Dans le but de «mobiliser la valeur du patrimoine immobilier ‘dormant’ dans le financement de l'économie pour relancer consommation et croissance», les pouvoirs publics ont réformé l’hypothèque en autorisant, depuis début 2007, le crédit hypothécaire rechargeable.
Rappelons que l’hypothèque est un bien immobilier donné en garantie par le bénéficiaire d’un emprunt bancaire. Si le débiteur ne respecte pas ses engagements, le créancier a le droit de vendre le bien hypothéqué et de se faire rembourser sur le prix de vente la somme qui lui est due.
Aujourd’hui, grâce à cette réforme, après que le débiteur ait pu rembourser partiellement sa dette, il lui est désormais possible de réutiliser son hypothèque afin de garantir de nouvelles dettes auprès du même ou d’un nouveau créancier. C’est ce qu’on appelle une hypothèque rechargeable. Une hypothèque peut être rechargée, dans la limite d’un montant maximal prévu au moment de la constitution de l’hypothèque, afin de garantir tout type de crédit (crédit à la consommation, crédit immobilier ou crédit professionnel), excepté le crédit revolving (crédit à taux d’intérêt modifiable), afin d’éviter les risques de surendettement.

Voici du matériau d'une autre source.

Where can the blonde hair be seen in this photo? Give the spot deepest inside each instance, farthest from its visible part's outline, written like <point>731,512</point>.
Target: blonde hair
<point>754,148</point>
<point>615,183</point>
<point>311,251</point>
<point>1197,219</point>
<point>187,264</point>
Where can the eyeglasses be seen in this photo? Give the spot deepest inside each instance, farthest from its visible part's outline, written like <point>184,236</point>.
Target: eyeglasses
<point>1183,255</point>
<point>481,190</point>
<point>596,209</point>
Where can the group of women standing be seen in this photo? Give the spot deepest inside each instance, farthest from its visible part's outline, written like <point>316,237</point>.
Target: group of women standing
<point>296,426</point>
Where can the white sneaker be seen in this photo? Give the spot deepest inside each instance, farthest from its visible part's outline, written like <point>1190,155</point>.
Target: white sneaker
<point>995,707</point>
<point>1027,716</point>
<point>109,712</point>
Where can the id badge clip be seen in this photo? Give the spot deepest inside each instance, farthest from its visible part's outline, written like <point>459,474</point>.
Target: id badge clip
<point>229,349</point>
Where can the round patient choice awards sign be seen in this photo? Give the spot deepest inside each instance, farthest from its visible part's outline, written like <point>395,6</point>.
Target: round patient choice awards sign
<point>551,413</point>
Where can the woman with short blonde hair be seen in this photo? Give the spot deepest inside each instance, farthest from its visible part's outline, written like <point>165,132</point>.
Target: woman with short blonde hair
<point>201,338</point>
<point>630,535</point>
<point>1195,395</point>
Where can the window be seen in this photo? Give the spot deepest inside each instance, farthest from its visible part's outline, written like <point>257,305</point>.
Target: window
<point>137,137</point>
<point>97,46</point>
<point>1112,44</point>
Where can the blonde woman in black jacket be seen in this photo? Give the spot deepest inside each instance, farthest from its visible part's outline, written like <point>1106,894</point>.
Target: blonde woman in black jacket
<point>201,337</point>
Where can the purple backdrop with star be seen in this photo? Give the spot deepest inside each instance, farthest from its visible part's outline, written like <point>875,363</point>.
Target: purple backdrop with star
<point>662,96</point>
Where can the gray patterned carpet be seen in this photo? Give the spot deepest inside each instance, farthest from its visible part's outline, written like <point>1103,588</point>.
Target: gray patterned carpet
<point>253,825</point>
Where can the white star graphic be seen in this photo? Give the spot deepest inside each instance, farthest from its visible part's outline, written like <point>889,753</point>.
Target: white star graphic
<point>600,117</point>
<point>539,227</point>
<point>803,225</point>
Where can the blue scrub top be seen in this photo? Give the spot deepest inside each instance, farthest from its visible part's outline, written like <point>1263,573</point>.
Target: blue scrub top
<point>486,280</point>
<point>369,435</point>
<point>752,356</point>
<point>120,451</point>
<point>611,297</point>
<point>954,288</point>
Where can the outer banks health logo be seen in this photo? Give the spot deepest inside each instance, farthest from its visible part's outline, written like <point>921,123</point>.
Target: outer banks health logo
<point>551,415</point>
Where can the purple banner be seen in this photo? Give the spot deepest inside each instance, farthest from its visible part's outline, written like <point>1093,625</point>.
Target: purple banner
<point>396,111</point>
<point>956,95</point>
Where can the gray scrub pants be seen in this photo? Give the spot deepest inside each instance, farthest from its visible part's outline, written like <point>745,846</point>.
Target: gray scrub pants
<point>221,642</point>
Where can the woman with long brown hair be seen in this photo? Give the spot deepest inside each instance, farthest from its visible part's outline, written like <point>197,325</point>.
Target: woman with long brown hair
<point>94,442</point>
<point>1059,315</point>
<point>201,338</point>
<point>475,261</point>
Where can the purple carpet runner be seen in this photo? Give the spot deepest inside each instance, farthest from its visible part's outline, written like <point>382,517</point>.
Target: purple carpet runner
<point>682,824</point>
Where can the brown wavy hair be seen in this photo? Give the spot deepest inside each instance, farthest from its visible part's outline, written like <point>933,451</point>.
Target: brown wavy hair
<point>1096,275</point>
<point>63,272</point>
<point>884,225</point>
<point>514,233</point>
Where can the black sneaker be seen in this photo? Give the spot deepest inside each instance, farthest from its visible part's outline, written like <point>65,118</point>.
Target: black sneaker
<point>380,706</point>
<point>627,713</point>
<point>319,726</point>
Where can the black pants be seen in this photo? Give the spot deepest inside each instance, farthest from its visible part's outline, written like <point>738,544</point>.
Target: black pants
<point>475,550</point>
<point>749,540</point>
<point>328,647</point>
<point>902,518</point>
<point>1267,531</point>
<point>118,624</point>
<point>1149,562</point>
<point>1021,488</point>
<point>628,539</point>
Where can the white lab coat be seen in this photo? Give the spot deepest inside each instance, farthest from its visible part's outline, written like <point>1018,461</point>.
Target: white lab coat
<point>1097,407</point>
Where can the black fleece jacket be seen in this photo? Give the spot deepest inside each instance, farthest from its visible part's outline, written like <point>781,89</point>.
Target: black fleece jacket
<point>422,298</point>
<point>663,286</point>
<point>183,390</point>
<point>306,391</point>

Ce nouveau système donne à l’emprunteur l’avantage d’une économie sur les frais liés à la création d’une nouvelle hypothèque.
Actuellement, la plupart des offres hypothécaires rechargeables octroyées par les établissements de crédit s’élèvent entre 20.000 et 50.000 euros et concernent le financement de travaux immobiliers.